I also rearranged my cupboards. I had an odd mix of baking stuff I don't use* in with the baking stuff I do use. So that's sorted now, and I got some of the shelves wiped off too.
It makes me satisfied in a deep and primal spot to have everything in its right place. I would do it for a living, except that only rich people could afford my services, and after a while, it would make me angry to be rearranging the things of rich people. Maybe I could be a corporate rearranger, and help non-profits doing good work optimize their working space. For a reasonable fee. I don't have to live large.
I digress. A very nice woman finally answered the phone, but only after I'd been very politely informed that I was next in line, and then that I was about to be transferred and there would be a click and that please I shouldn't hang up. The nice lady told me that I should really get the new photo signed to be safe, but that it might be worth a shot to take them in anyway, because the worst that could happen is that they could say no.

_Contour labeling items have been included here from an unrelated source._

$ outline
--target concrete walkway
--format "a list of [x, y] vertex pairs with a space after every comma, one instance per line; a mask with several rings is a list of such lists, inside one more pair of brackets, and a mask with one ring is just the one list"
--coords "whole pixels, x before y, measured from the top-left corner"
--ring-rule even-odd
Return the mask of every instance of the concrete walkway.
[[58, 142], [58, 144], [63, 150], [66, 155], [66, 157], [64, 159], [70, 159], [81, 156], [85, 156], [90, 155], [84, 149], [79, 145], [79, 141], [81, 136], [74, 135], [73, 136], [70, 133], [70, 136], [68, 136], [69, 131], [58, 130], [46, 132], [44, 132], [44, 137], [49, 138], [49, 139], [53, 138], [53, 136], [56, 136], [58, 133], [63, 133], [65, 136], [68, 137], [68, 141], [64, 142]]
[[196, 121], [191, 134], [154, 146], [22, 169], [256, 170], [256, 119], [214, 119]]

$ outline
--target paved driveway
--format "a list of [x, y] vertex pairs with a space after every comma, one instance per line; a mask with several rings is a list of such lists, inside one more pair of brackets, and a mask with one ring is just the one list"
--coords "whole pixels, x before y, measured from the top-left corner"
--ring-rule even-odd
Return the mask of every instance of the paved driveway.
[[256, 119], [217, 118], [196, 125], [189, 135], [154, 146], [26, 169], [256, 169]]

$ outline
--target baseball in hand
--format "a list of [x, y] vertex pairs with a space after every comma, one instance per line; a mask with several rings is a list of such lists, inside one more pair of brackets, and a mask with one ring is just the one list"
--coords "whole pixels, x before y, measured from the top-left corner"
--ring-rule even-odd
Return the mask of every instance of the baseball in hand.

Oh, honey, I thought, no no no. I could lose years off my life worrying about the fact that I might never qualify for a mortgage.
*Carob? What in fuck did I think I was going to do with that? I may put it in the meat locker too.
2 comments:
1. The image of you shouting back to your ass is really, really, hilarious.
2. My brain does things like that too when I'm in stressful, official situations.
3. Not that I'm doubting New York's superiority in any way, but you can, in fact, buy soy ice cream after midnight in Ottawa. I know this because I have actually done it. You have to drive to the 24 hour Sobey's in Kanata, though, which probably isn't what you had in mind.
J.
Hey Mergan,
You have known Sandra for more than 2 years and she is not going to Mexico. And she is a pharmacist. Who loves to sign things. We should talk. Your ass and I should talk.